While your soup is simmering, you can cook your pasta in a separate pot. Cooking your pasta directly in your vegan chicken soup will turn it into something more like a stew. The pasta will release starch into the broth and cause it to thicken slightly. We don’t want that, so cook the pasta separately, then add it to the soup when it finishes cooking.

Now it’s time to salt the soup! Your broth or bouillon likely already has salt in it, so give your soup a taste and decide if it needs more. If so, add a dash and adjust until you’re happy with the final result. Finish it all off with a squeeze of lemon and a sprinkle of parsley to brighten it up!

a close up of a bowl of vegan chicken soup

More Vegan Soup Recipes

Soup is always the answer. Whether you’re feeling under the weather, or the weather is a little cold, a bowl of soup is bound to warm you up from the inside. If you’re looking for more cozy vegan soup recipes, here are a few of my favorites!

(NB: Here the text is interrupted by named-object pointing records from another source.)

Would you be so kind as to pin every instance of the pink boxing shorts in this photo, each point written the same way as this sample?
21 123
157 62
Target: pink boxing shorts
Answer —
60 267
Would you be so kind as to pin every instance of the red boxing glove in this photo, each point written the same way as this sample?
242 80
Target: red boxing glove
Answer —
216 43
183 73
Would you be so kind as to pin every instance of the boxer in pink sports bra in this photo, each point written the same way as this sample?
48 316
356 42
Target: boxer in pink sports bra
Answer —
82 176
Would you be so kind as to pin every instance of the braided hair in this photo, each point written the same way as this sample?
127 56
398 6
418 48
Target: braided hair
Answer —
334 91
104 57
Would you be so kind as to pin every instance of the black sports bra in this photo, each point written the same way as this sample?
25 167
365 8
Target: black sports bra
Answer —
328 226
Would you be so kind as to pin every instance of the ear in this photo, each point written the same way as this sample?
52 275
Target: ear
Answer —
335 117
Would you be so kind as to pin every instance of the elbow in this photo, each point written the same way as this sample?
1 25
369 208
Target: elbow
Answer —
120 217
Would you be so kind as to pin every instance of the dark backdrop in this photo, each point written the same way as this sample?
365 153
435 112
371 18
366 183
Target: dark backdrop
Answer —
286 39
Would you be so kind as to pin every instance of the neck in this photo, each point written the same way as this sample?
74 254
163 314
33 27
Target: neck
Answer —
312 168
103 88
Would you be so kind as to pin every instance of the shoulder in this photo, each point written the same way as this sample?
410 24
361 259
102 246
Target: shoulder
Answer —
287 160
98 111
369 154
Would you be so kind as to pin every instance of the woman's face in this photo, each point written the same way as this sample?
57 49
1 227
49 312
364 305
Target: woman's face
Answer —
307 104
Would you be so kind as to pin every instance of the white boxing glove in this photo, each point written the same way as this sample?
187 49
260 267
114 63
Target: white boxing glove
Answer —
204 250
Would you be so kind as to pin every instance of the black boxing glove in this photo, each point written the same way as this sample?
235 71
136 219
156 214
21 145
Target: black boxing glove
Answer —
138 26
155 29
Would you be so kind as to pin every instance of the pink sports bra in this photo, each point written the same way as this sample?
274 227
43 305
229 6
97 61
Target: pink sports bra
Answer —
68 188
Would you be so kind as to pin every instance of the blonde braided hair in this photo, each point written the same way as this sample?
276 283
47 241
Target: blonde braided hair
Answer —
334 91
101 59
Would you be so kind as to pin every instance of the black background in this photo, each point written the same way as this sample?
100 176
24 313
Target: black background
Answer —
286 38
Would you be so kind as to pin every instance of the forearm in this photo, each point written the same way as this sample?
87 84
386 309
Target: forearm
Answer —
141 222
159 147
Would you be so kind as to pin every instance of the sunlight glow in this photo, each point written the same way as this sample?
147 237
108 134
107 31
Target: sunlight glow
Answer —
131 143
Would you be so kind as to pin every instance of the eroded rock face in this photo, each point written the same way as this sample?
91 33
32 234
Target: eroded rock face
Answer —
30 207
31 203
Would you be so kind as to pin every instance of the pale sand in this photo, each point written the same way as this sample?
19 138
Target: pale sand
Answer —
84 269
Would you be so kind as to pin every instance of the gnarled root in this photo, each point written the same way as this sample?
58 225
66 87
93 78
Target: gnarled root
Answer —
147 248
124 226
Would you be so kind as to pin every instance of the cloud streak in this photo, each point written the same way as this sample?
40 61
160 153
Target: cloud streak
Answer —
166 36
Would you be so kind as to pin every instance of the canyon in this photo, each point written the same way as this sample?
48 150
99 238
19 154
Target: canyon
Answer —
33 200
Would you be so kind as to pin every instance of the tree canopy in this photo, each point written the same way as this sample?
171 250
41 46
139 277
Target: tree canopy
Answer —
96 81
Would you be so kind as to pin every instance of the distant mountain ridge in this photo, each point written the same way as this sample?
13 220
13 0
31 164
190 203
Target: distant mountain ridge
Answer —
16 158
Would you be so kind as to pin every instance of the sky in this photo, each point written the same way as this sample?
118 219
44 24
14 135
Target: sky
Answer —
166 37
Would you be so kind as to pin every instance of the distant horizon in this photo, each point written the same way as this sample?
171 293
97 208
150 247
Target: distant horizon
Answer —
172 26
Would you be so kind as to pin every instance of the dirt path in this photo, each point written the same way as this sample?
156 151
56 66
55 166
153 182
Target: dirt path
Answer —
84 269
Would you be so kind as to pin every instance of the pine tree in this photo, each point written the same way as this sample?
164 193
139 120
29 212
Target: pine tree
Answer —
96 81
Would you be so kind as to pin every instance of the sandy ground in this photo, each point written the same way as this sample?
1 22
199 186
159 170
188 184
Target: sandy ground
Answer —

a spoon scooping into a bowl of vegan chicken noodle soup

How to make:

Vegan Chicken Noodle Soup

Warm up with a bowl of vegan chicken noodle soup! This classic vegan chicken soup is simple to make when you’re craving something comforting.

Prep Time:
15 minutes
Cook Time:
30 minutes
Total Time:
45 minutes
6 1x
Rating: 5 from 1 reviews


  • 1 tablespoon olive oil
  • 1 yellow onion, diced
  • 2 ribs celery, thinly sliced
  • 2 medium carrots, thinly sliced
  • 4 garlic cloves, minced
  • 8 cups vegan chicken broth*
  • 2 bay leaves
  • 1 teaspoon Italian seasoning
  • 1/2 teaspoon ground thyme
  • 1/4 teaspoon ground black pepper
  • Dash of cayenne pepper (optional)
  • 1 pound hydrated soy curls**
  • 12 ounces rotini pasta
  • Salt, to taste
  • 1 tablespoon lemon juice
  • Fresh parsley, chopped


  1. Place a large pot over medium heat. Add olive oil. When hot, add onion. Cook for 5-7 minutes, until lightly browned. Add celery and carrots; cook for 5 minutes, stirring, until just fork tender. Add garlic; stir and cook for 1 minute.
  2. Add broth, bay leaves, Italian seasoning, thyme, black pepper, and cayenne pepper. Stir. Bring to a boil, then add soy curls. Reduce heat to low; simmer for 10 minutes.
  3. Add pasta. Cook for the amount of time indicated on the package directions. Alternatively, if you think you will have leftovers, cook and serve the pasta separately so that the pasta doesn’t get soggy.
  4. Remove bay leaves. Season with salt to taste and add lemon juice; stir. Serve with fresh parsley.


*I recommend Better Than Bouillon Vegetarian No Chicken Base, or Edward & Sons Not Chick’n Bouillon Cubes.

**Weigh the soy curls once you have hydrated them for 10 minutes and drained the water. You can substitute with 1 14-ounce block of tofu, cubed, or 1 pound of your favorite cooked vegan chicken.